V2X. Vehicle To Everything (V2X) will allow for communication from vehicles to other vehi-cles and everything around them, which has profound applications ranging from autonomous driving to saving people’s lives. The Connected Car market is expeted to reach 141 Billion dollars by 2020 [2].

Smart Cities. Citizens life will be improved by Smart Cities. Sustainability, energy-efficiency, less traffic congestion and security are some of the advantages of this evolution towards Smart Cities. 5G will be the portal to surpass the communication challenges faced towards this evolution. Being such a vast area to cover the market is rising and is expected to reach 1.45 Trillion dollars by 2020 [2].

Augmented Reality/VR. It is very demanding for a device to support AR and VR, and with Cloud VR and AR this factor could be eliminated. Lower latencies and more capacity of the network is essential to allow Augmented Reality and Virtual Reality, whose markets are expected to value at 151 Billion dollars by 2022 [2].

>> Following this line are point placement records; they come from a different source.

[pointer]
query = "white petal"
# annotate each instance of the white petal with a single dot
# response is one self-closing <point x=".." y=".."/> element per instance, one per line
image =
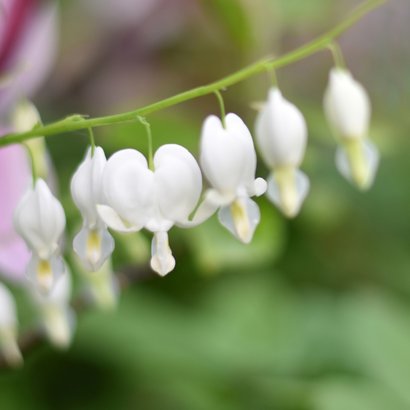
<point x="57" y="316"/>
<point x="9" y="347"/>
<point x="228" y="158"/>
<point x="129" y="186"/>
<point x="281" y="132"/>
<point x="39" y="219"/>
<point x="241" y="218"/>
<point x="259" y="187"/>
<point x="8" y="328"/>
<point x="162" y="260"/>
<point x="86" y="185"/>
<point x="93" y="246"/>
<point x="45" y="273"/>
<point x="114" y="221"/>
<point x="358" y="163"/>
<point x="346" y="105"/>
<point x="288" y="191"/>
<point x="178" y="182"/>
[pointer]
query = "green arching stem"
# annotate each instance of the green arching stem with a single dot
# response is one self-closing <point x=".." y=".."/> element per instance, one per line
<point x="92" y="140"/>
<point x="78" y="122"/>
<point x="221" y="106"/>
<point x="147" y="126"/>
<point x="273" y="78"/>
<point x="337" y="54"/>
<point x="32" y="163"/>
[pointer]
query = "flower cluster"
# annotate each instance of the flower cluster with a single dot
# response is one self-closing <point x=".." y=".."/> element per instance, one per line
<point x="128" y="192"/>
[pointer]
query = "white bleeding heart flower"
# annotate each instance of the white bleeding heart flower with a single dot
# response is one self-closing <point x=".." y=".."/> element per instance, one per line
<point x="57" y="316"/>
<point x="8" y="328"/>
<point x="281" y="134"/>
<point x="347" y="108"/>
<point x="138" y="197"/>
<point x="39" y="219"/>
<point x="228" y="160"/>
<point x="93" y="243"/>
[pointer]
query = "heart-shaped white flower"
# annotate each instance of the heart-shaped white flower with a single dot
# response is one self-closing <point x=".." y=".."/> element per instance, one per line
<point x="39" y="219"/>
<point x="228" y="160"/>
<point x="138" y="197"/>
<point x="93" y="243"/>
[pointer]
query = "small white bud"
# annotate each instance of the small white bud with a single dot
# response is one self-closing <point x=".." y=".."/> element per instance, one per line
<point x="281" y="134"/>
<point x="347" y="109"/>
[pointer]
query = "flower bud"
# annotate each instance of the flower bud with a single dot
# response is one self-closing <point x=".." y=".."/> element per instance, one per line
<point x="347" y="108"/>
<point x="39" y="219"/>
<point x="8" y="328"/>
<point x="281" y="134"/>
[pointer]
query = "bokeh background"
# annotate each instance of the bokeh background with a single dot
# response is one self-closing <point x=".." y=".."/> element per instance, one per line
<point x="315" y="313"/>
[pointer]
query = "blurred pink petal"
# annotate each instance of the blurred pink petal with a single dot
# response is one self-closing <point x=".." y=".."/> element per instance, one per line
<point x="30" y="60"/>
<point x="15" y="177"/>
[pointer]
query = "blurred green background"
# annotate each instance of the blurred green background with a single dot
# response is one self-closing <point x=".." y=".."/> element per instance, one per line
<point x="315" y="313"/>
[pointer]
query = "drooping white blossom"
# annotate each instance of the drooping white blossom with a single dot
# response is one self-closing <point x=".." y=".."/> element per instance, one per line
<point x="8" y="328"/>
<point x="138" y="197"/>
<point x="281" y="134"/>
<point x="56" y="315"/>
<point x="347" y="108"/>
<point x="228" y="160"/>
<point x="39" y="219"/>
<point x="93" y="243"/>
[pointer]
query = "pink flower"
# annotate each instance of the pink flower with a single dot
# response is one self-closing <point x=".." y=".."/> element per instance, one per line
<point x="28" y="36"/>
<point x="15" y="177"/>
<point x="28" y="43"/>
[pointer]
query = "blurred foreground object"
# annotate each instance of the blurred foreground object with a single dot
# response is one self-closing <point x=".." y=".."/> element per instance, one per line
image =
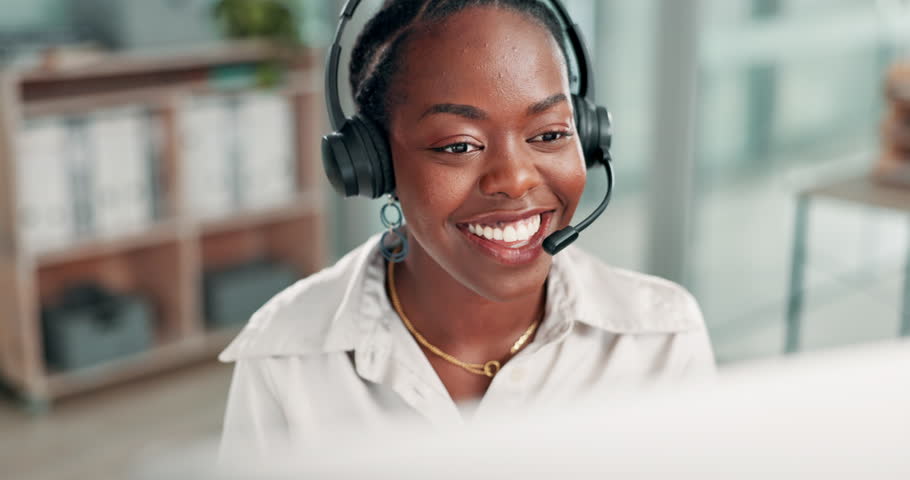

1.2.2 Radio Access Network (RAN)

This continuous increase in the demands for a more bandwidth capable and more efficient mobile network lead to a new paradigm of Radio Access Network (RAN). The traditional "monolithic" RAN architecture consisted in a Base Station (BS) which connected to a fixed number of antennas that would only cover the reception and transmission on a small area, and the utilization rate of these BS tends to be low due to the fact that the peak load in the network is usually much higher than the average load, which leads to waste of processing power since this cannot be shared between other BSs. The way the traditional RAN is structured leads to an unscalable mode of operation since there is an ever growing need of better network capacity and coverage, leading to unfeasible numbers of needed BS to be implemented, which would lead to a great increase both in Capital Expenditures (CAPEX) and Operational Expenditures (OPEX).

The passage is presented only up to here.